Quatto anni sono molti. Cosa ti ha spinto ad andare?
«Sentivo la necessità di fare un’esperienza in un importante Istituto di ricerca internazionale e non sono stata delusa. Ho avuto la possibilità di confrontarmi con ricercatori di ambiti scientifici diversi dal mio e provenienti da varie parti del mondo e questo mi ha aiutato a crescere sia dal punto di vista professionale che personale. Gestire le differenze culturali non è stato sempre facile, e inoltre ho dovuto affrontare anche l’ostacolo della lingua. Quando sono partita non parlavo francese e, sebbene sul lavoro non fosse un problema perché potevo parlare inglese, nella vita extra-lavorativa è stato complicato».
C’è un momento della tua vita professionale che vorresti incorniciare?
«Sicuramente quando ho vinto la borsa della Fondazione Veronesi e ho potuto cominciare questa nuova ricerca che mi consente di mettere a frutto tutte le conoscenze acquisite durante i miei anni di ricerca. È un progetto molto ambizioso, che spazia dalla biologia molecolare all’immunologia, le discipline che amo di più, e sono convinta abbia grandi potenzialità».
Come ti vedi tra dieci anni?
«Spero di avere un mio laboratorio di ricerca a sviluppare approcci terapeutici sempre più innovativi contro il cancro».
Cosa ti piace di più della ricerca?
«Studiare, capire, riuscire a saziare la voglia di conoscenza. E anche la soddisfazione che si prova quando quell’esperimento che ti ha fatto impazzire per settimane alla fine dà i risultati sperati».
E cosa invece eviteresti volentieri?
«Il precariato e la mancanza di stabilità».

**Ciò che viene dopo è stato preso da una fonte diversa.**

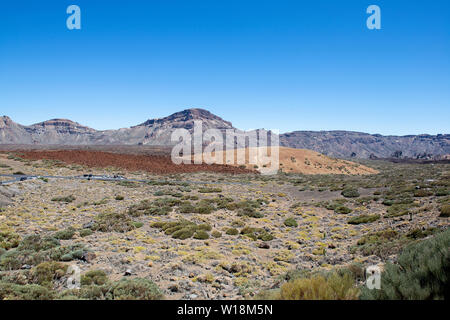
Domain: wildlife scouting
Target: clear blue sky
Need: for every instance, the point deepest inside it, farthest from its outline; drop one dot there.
(287, 65)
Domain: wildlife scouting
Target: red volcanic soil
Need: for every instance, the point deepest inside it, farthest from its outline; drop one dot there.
(150, 163)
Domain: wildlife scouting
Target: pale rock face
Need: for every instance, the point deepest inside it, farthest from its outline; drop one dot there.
(157, 132)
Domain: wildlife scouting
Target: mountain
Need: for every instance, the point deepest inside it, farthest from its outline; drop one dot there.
(157, 132)
(350, 144)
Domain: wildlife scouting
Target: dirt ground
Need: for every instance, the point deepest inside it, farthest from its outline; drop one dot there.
(232, 266)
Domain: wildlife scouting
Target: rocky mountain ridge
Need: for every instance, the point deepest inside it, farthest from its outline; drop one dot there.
(157, 132)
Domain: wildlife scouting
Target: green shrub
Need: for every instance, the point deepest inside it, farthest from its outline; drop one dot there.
(441, 192)
(422, 193)
(343, 210)
(135, 289)
(216, 234)
(66, 234)
(45, 273)
(96, 277)
(422, 272)
(290, 222)
(363, 219)
(209, 190)
(318, 287)
(11, 291)
(397, 210)
(162, 206)
(9, 240)
(85, 232)
(137, 224)
(113, 222)
(66, 199)
(445, 211)
(232, 231)
(256, 233)
(381, 243)
(201, 235)
(350, 193)
(182, 229)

Raccontaci ora qualcosa di te. Quali sono i tuoi hobby fuori dal laboratorio?
«Adoro viaggiare».
Hai una famiglia?
«Ho un marito fantastico con il quale siamo riusciti ad affrontare e superare anche il mio periodo all’estero. Quando sono stata a Parigi per 4 anni, infatti, mio marito è rimasto in Italia. Vivere una relazione con più di 1000 km di distanza non è stato comodo, ma ha rafforzato il nostro rapporto».
E se un giorno uno dei tuoi figli ti dicesse di voler fare il ricercatore, come reagiresti?
«Le farei capire quanta pazienza e passione ci vogliono per fare ricerca, e comincerei con i lati negativi di questo lavoro. Poi però mi scioglierei e racconterei l’immensa soddisfazione che si prova quando la tua strategia terapeutica funziona, il momento in cui non vedi l’ora di ricominciare una nuova sfida».